Late yesterday, after House leaders said that their strategy will be to send separate appropriations bills to the Senate, President Obama derided the strategy as a "piecemeal approach" that he would veto as inadequate. Instead, he demanded a "clean CR" (continuing resolution) to fund the federal government.
This is truly stunning. The "piecemeal approach" President Obama dissed is regular order in Congress. The way Congress is supposed to operate is for thirteen separate appropriations bills to be debated, passed, and sent on to the other body. These thirteen separate bills fund the various departments of the federal government.
The recent practice of giving up on passing "approps" bills and simply continuing the funding of the federal government based on the current year's funding levels (plus a healthy increase until the genius sequester device came along) is a FAILURE of the process, not best practices.

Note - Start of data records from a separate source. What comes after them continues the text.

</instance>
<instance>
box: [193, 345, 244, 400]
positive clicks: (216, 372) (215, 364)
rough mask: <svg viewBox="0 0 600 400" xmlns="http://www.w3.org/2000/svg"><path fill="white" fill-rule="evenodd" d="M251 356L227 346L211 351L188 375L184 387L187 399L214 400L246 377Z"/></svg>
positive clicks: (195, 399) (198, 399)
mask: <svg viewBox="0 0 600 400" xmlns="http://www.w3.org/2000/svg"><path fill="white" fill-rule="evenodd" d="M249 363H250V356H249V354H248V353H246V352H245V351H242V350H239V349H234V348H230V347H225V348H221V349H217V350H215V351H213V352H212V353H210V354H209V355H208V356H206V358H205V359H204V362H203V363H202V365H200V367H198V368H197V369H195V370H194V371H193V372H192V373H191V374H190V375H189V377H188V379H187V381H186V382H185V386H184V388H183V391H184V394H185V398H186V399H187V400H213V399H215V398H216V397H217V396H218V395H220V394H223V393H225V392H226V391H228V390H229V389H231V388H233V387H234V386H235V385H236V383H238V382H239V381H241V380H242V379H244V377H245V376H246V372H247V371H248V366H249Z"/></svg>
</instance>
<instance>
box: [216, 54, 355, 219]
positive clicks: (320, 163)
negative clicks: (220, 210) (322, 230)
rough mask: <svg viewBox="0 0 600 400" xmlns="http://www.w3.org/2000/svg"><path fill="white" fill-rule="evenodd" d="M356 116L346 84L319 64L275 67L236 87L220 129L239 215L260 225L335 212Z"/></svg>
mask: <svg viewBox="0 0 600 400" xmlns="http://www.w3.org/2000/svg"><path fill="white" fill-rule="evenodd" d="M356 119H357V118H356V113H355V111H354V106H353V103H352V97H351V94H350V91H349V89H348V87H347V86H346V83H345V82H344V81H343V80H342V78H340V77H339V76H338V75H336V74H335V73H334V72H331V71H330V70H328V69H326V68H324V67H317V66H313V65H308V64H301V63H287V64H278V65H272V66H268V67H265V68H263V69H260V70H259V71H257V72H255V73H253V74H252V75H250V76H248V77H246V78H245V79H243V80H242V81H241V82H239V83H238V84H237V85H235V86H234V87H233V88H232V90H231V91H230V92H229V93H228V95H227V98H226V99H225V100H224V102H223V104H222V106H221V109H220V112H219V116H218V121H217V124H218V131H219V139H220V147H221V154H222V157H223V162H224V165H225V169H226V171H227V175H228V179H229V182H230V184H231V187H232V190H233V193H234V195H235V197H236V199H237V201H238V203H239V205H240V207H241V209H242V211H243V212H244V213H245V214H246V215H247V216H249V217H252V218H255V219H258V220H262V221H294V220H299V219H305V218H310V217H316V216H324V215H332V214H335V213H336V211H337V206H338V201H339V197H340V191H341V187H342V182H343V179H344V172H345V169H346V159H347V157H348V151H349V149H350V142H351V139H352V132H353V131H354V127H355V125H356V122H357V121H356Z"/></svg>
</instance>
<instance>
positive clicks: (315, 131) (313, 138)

So for the President to act like somehow the House is not doing its job because it's going to send along separate approps bills is just dishonest. A continuing resolution is a stopgap measure designed to keep the government functioning despite the failure of the House and Senate to do their jobs.
Now, of course, it's pretty late at this point to be passing approps bills, and as IPI's Dr. Merrill Matthews pointed out yesterday, the House's best chances to defund Obamacare would likely have come through following regular order and passing, months ago, the various approps bills, leaving the funding of Obamacare until the very last.
One terrible possible outcome from this experience would be for the idea of operating under regular order to become seen as an undesirable alternative to the preferred method of just passing a continuing resolution. Because, under a continuing resolution, there is no budget process. All programs just get locked into perpetual existence and funding.
Only through a normal, regular order process is there even the slight possibility of examining programs and defunding specific programs, cutting funding, etc.
So, whatever the outcome of this current government shutdown, let's get back to regular order and having Congress do its job.